Aujourd’hui, nous observons un durcissement de l’appareil d’État, ainsi qu’un développement de plusieurs pratiques répressives importantes. Mais ces pratiques ne sont pas nouvelles : elles existaient sous la IIe, sous la IIIe et sous la IVe République aussi. Elles sont des armes de sécurité permettant d’écraser les menaces, mais sont-elles le prélude au fascisme ? En dehors du transfert d’une partie des pouvoirs répressifs à l’échelon administratif, ce qui est extrêmement inquiétant, la limite entre fascisme et démocratie est loin d’être franchie.

A force de voir du fascisme et du totalitarisme partout, certains finissent par défendre des thèses invraisemblables, et à rejoindre des « défenseurs de la liberté » aussi glorieux de Barjot, Bigard ou Lalanne. Pourtant la réalité démontre bien que cette « dictature sanitaire » n’est pas tant appréciée que cela par la bourgeoisie : et pour cause, elle réclame à cor et à cri la réouverture la plus rapide des commerces, des bureaux, des lieux de loisirs. Nous nous demandons comment ceux qui crient à la conspiration totalitaire sont capable d’expliquer ce revirement.
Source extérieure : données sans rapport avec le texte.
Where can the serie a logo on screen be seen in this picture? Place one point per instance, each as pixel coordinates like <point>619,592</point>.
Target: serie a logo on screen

La réalité, est, que, une nouvelle fois, il faut que nous fassions aussi attention à quelle vision du monde nous avons. Savoir choisir entre deux visions :

Celle d’Orwell, et son 1984, qui, par antitotalitarisme, avait fini par se faire auxiliaire de police du Royaume-Uni. Il avait préféré défendre la démocratie bourgeoise et lutter contre toute tentative révolutionnaire, persuadée que celle-ci étranglerait les libertés. Celle d’un monde aseptisé, censuré, sous la botte tyrannique de « Big Brother » et du silence. Celle du Léviathan de Hobbes.

Ou celle d’Aldous Huxley, qui, dans Le meilleur des mondes, considérait que la société tyrannique était celle du plaisir, de la jouissance, de la consommation, de la liberté de façade, anesthésiante. Celle de la prison dorée, où nous vivons dans une bulle privilégiée. Une société dans laquelle la contestation politique est noyée dans le flux constant de données, d’informations non hiérarchisées, de bruit.

Même si la réponse se trouve variable en fonction des contextes et des situations, nous pouvons dire que, dans l’absolu, Huxley avait raison. Et les anti-masques participent aussi à faire vivre cette illusion, en plus de perpétuer un danger médical infernal.